Wednesday, June 15, 2011

NIGHTTIME BLOGGERY


It’s fun to stay at the YMCA. No, really. I promise it is. My wonderful Aunt Mo hooked it up for the Bike the US crew yesterday—we’re talking noodles, bread, inside sleeping space! My gosh, my rustic natural instincts barely knew how to handle all of the indoor luxury!
            Today was filled with unfamiliar bits of Ohio; the ride was weirdly disparate from the nostalgic trip into Cleveland—all of my childhood haunts were gone. The only truly dependable things were the corn and the headwind. At one point, Leigh and I agreed that the wind was strong enough to knock us off of our bicycles—but not the strongest we’d ever encountered. I mean, we are champs after all.
           
            Some things that I did today that I have never done before

1) Bicycle race through a field of barley (I think, maybe.)
            So. We were pace-lining through a relatively strong headwind in Middle-of-Nowhere-Farmy-Town, Ohio. Skylar raced up to Matt and I (we’d dropped most of the group) and suggested that we take a picture thigh-deep in barley, holding our bicycles above our heads like some sort of bicycle baptism (I mean, I thought of Simba in The Lion King, but Disney has poisoned my imagination, so take that as you will). Obviously we all agreed. After the photo, Skylar challenged me to a race through the stalks; I am a glutton for challenges and accepted. We lined up—I promptly hit a pot hole (how did a pot hole get into the middle of a barley field?!)  and flopped over. Skylar was christened King of the Wheat Fields. We chose to ride away and ignore the tattoos we’d made in some poor barley Farmer’s crop.

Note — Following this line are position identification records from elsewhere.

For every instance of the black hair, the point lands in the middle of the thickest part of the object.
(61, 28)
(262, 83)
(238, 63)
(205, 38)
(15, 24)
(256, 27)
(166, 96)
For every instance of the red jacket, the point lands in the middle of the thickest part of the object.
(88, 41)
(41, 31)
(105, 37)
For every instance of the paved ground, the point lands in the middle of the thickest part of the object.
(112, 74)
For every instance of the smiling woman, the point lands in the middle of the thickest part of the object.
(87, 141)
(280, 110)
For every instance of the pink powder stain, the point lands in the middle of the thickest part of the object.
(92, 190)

2) Ford a river. On a bicycle.
            So when you’re biking the US for MS, you’re on a route. Sometimes you ignore the route—like when it leads you through gravelly canals, or, more pertinently, when it’s underwater. Yes. A group of us made a turn onto some tiny farm road that looked like it had maybe seen the wheels of two cars in entire lifetime—in the horizon, there was a weird sheen. A gloss. “Well, that’s odd!” A few of us said. We pressed forward. The sheen was an ocean that the rain had sown right in the middle of the road. How convenient! Some opted to walk across; I stuffed my Sidis down my jersey and clambered back aboard Sampson (my Serotta). The water was, at its deepest, about sixteen inches deep. Oh my lord.

3) Eat an entire pizza.
            I would sensationalize this too, but it sort of speaks for itself.